Le pounti est le plat de ferme de l'Auvergne : du lard, des blettes, des herbes et des pruneaux, cuits ensemble en un pain qu'on tranche. Sa texture est unique, entre le gâteau salé et la terrine, et c'est cette ambiguïté qui fait qu'on le rate.
Parce que ce n'est pas une terrine. Une terrine tient par la viande elle-même : ses protéines coagulent, son collagène devient de la gélatine, et la masse se soude. Le pounti n'a pas assez de viande pour cela, et il n'est pas non plus pressé.
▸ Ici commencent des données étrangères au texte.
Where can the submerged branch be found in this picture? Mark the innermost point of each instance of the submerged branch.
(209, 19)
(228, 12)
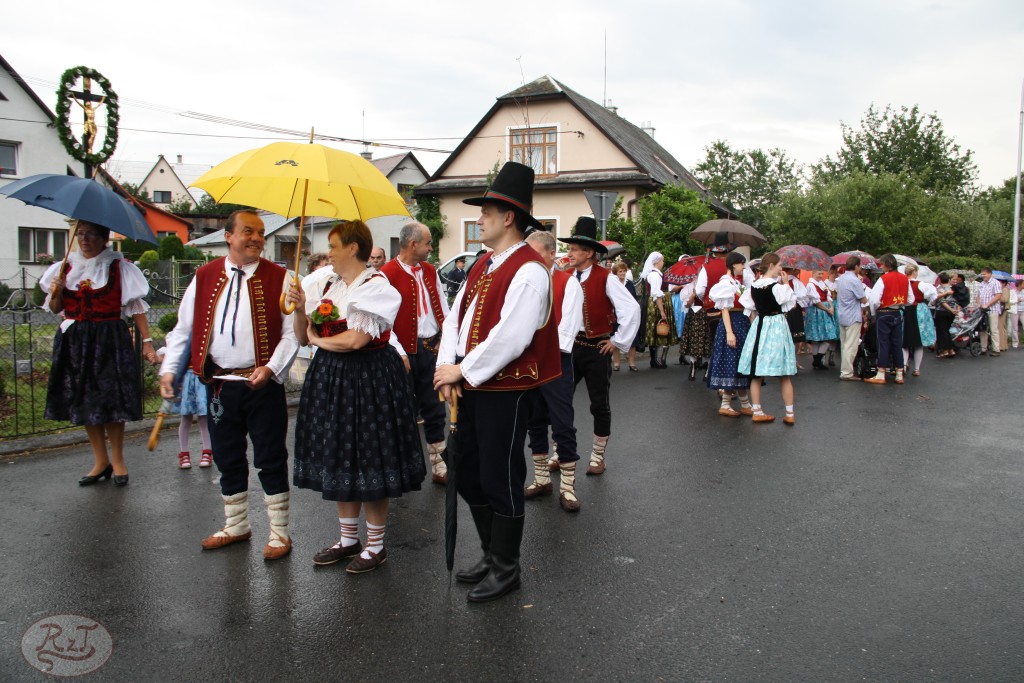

Ce qui le tient est un appareil liquide, exactement dosé comme une pâte à crêpes : de la farine, des œufs et du lait, battus ensemble. La garniture, hachée, y est simplement noyée. Au four, c'est l'amidon de la farine qui gélatinise et l'œuf qui coagule, et ces deux réactions emprisonnent tout le reste.
Trois conséquences pratiques en découlent. L'appareil doit être fluide, pas épais : trop de farine donne un pain compact et bourratif. Il faut le laisser reposer, comme une pâte à crêpes, pour que la farine s'hydrate. Et la cuisson est celle d'un flan, douce et longue, jamais celle d'un rôti.